The California Insurance Commissioner is criticizing Bloomington-Based State Farm Insurance for investing in companies that do business in Iran. Government documents show these investments are mainly in oil, gas, and construction firms from India, Russia, and China. California has called for divestiture in that country because of its efforts to gain a nuclear weapon. But, State Farm Spokesman Bob Devereaux says that state is not the appropriate venue for such a question.
"While we respect the California Department of Insurance interest, we believe foreign policy and rules on foreign investments can be most effectively addressed by the federal government which regularly deals with matters of foreign policy."
And Devereaux says California even lacks direct jurisdiction.

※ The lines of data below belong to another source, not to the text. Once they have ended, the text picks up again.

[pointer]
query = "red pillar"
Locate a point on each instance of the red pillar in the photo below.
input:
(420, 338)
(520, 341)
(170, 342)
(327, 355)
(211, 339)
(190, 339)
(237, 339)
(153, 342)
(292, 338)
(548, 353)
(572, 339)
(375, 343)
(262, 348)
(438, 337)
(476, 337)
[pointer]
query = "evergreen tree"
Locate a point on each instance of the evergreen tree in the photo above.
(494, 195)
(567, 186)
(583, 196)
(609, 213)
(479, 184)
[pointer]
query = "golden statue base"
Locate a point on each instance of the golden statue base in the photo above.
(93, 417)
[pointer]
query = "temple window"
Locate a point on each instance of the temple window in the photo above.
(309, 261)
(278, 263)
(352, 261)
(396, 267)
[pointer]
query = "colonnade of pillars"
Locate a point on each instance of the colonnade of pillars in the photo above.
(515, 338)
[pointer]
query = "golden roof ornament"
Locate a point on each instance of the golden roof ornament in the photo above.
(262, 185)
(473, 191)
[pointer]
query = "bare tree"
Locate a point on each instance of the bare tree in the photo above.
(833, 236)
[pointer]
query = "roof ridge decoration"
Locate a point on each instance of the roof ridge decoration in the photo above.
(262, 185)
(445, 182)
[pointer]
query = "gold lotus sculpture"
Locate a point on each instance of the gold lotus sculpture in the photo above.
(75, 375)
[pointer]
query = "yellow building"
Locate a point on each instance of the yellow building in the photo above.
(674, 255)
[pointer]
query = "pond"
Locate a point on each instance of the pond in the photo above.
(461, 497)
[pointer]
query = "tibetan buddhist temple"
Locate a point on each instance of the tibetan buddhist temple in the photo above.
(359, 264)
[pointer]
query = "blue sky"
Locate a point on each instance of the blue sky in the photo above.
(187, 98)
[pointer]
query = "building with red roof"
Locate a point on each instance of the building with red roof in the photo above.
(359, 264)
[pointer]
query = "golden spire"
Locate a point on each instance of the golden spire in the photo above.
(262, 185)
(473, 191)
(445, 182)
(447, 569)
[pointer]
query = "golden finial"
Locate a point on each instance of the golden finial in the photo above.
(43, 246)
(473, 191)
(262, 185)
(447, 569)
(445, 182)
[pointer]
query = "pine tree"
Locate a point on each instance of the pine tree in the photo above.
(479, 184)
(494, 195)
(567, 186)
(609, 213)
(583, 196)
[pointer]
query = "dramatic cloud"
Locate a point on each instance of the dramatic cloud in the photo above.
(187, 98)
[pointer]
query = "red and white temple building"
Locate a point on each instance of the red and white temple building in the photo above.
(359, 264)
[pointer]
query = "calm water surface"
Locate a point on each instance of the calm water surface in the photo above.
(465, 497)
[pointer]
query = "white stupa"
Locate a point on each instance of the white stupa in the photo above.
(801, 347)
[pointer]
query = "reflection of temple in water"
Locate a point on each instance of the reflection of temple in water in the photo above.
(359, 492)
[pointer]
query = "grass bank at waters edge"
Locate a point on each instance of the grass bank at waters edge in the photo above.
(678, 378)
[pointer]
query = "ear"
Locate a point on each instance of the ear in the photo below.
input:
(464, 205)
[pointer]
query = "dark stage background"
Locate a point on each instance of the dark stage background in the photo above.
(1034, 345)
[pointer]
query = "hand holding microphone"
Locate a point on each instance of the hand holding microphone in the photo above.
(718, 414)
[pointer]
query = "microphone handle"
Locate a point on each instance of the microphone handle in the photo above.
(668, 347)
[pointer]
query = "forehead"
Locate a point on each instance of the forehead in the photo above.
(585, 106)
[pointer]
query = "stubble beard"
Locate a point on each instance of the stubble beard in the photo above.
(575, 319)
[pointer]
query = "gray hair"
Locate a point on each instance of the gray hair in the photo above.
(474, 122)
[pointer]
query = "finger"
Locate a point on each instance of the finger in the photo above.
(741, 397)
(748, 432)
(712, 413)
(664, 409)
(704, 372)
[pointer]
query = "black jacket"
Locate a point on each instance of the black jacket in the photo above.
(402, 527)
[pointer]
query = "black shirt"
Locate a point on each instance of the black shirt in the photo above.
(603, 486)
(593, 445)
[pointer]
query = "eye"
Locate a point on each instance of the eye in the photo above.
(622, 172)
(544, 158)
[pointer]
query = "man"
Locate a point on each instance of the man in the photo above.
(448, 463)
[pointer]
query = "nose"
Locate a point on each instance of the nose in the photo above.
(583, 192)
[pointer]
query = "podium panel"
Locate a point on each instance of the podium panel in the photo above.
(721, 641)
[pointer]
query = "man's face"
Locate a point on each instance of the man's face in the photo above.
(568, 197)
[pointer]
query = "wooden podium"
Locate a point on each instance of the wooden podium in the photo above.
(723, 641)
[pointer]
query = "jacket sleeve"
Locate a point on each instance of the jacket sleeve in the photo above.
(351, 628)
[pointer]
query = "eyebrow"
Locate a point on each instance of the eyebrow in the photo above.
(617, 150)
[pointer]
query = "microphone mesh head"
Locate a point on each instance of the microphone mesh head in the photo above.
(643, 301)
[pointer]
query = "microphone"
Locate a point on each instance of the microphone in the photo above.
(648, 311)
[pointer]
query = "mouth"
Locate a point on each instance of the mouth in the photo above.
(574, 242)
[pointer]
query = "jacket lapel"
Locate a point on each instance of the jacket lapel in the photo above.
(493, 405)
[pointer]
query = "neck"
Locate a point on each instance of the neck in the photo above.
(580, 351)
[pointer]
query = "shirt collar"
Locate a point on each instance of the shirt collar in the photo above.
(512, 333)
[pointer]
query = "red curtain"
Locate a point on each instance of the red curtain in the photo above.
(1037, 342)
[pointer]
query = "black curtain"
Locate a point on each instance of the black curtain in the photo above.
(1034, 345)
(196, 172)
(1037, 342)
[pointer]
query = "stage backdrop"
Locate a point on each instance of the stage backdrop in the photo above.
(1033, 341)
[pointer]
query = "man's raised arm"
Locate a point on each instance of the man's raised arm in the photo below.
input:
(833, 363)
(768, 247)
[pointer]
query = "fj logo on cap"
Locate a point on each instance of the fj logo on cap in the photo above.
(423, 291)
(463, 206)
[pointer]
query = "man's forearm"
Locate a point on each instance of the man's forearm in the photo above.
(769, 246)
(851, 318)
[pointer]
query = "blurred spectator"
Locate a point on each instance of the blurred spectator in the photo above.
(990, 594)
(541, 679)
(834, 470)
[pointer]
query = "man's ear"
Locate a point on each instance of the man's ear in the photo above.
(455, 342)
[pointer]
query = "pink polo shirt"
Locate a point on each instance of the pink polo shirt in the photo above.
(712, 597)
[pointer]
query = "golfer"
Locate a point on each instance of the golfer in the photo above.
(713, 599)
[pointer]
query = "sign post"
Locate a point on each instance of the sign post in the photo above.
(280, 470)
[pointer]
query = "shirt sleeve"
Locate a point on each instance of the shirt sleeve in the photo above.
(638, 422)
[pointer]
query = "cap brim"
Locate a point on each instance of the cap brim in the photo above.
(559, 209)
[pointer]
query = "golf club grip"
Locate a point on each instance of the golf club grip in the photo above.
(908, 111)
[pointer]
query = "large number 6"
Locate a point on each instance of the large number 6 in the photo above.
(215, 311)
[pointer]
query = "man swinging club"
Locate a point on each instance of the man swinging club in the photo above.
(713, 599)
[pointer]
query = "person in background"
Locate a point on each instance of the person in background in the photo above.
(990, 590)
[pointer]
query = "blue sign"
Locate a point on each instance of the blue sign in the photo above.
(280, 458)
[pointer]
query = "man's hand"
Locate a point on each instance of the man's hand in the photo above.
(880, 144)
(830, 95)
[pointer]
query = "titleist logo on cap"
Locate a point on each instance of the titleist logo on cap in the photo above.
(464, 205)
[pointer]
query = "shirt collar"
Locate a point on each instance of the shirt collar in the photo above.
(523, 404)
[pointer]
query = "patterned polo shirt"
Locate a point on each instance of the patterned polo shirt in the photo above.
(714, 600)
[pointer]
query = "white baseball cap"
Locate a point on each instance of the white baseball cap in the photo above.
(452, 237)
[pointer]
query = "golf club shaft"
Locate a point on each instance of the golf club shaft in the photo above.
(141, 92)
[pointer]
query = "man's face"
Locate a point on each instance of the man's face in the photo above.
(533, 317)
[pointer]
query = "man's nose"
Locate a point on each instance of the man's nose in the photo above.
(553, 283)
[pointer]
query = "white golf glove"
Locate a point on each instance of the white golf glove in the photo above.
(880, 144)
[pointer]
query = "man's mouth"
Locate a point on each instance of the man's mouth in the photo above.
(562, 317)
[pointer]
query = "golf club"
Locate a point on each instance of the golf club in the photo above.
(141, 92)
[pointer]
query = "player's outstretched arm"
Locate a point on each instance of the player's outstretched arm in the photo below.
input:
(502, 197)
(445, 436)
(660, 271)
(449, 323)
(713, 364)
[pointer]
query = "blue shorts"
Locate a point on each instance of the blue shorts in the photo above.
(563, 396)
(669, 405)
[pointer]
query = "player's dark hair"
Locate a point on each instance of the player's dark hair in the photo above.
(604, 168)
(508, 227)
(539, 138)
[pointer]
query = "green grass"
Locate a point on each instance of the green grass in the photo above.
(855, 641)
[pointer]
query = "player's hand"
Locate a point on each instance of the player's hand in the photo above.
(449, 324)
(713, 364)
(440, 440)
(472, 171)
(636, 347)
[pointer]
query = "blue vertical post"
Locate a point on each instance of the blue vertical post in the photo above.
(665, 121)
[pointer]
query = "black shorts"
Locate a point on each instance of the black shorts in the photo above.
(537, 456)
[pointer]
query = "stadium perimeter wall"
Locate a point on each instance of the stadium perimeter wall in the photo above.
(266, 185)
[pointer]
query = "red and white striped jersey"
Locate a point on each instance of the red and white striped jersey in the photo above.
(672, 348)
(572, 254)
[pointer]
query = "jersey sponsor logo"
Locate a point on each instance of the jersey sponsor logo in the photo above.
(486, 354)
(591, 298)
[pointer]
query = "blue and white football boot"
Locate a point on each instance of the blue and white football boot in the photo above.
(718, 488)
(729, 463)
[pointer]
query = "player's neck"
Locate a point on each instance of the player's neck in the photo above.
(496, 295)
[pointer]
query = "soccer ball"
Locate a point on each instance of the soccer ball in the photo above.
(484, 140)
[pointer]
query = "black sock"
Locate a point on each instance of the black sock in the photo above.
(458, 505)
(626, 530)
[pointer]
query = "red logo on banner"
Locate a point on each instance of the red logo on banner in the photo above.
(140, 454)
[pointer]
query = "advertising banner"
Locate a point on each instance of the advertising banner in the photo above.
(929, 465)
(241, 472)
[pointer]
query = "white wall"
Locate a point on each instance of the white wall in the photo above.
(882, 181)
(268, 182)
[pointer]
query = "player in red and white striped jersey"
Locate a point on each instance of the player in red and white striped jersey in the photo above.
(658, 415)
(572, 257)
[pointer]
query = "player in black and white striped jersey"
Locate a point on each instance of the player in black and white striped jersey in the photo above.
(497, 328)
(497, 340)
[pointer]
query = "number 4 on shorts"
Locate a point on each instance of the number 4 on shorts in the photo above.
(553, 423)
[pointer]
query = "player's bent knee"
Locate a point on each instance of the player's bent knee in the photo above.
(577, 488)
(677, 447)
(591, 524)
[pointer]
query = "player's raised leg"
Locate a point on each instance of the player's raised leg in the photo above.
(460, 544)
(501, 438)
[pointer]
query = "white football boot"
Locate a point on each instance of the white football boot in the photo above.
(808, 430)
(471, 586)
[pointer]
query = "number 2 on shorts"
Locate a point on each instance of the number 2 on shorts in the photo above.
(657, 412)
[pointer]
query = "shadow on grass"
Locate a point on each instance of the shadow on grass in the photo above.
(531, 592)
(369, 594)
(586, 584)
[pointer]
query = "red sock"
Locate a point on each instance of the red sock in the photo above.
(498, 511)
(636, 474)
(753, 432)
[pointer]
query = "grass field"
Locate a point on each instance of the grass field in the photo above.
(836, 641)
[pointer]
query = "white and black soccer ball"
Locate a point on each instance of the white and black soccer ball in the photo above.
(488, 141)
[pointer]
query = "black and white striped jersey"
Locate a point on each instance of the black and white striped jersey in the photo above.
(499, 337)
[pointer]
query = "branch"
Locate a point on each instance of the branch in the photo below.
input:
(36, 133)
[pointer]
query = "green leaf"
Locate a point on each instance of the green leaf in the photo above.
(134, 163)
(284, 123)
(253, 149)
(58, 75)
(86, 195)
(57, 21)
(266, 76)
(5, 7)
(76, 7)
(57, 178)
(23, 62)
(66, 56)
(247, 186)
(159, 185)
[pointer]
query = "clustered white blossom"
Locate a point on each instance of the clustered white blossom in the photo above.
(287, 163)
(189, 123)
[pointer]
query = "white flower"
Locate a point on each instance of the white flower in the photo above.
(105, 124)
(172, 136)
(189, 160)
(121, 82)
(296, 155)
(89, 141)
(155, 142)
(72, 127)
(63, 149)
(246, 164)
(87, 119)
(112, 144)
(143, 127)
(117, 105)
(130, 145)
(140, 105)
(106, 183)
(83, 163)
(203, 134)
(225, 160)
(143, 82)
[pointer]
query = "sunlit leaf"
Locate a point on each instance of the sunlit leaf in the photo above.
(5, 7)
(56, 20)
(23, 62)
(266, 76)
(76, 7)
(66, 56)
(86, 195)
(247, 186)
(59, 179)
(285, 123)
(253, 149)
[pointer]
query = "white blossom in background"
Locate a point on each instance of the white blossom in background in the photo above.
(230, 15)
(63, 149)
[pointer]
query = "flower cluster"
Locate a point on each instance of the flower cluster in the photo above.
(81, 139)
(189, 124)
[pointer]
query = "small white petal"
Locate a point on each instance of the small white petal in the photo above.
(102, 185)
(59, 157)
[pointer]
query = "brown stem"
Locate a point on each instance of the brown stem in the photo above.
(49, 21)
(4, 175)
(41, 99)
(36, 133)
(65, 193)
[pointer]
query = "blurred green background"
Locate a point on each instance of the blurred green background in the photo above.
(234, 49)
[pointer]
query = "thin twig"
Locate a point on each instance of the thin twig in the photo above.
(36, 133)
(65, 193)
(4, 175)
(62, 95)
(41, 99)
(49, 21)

"It is our understanding that domestic insurance regulators take the lead in prudential regulation of their companies. In State Farm's case, its domestic regulator is the Illinois Department of Insurance."
Some of the firms State Farm has invested in are helping Iran develop its petroleum industry, a sector the U.S. has sought to squeeze. Congress passed a U.S. ban on direct investment in Iran 16 years ago. In 2011, Congress also barred foreign financial institutions that do business with Iran's central bank over petroleum products from opening or maintaining correspondent operations in the United States. The Council on Foreign Relations has noted that opposition from China and Russia has watered down sanctions by the U.S. and European nations in the past. Devereaux says State Farm cares deeply about America's Security.
"State's Farm's investments are in full compliance with all applicable laws and regulations."
State Farm is not alone among U.S. companies having indirect financial stakes in Iran. Businesses have also successfully opposed congressional attempts to close loopholes allowing foreign subsidiaries of U.S. companies to do business in Iran and third party investment.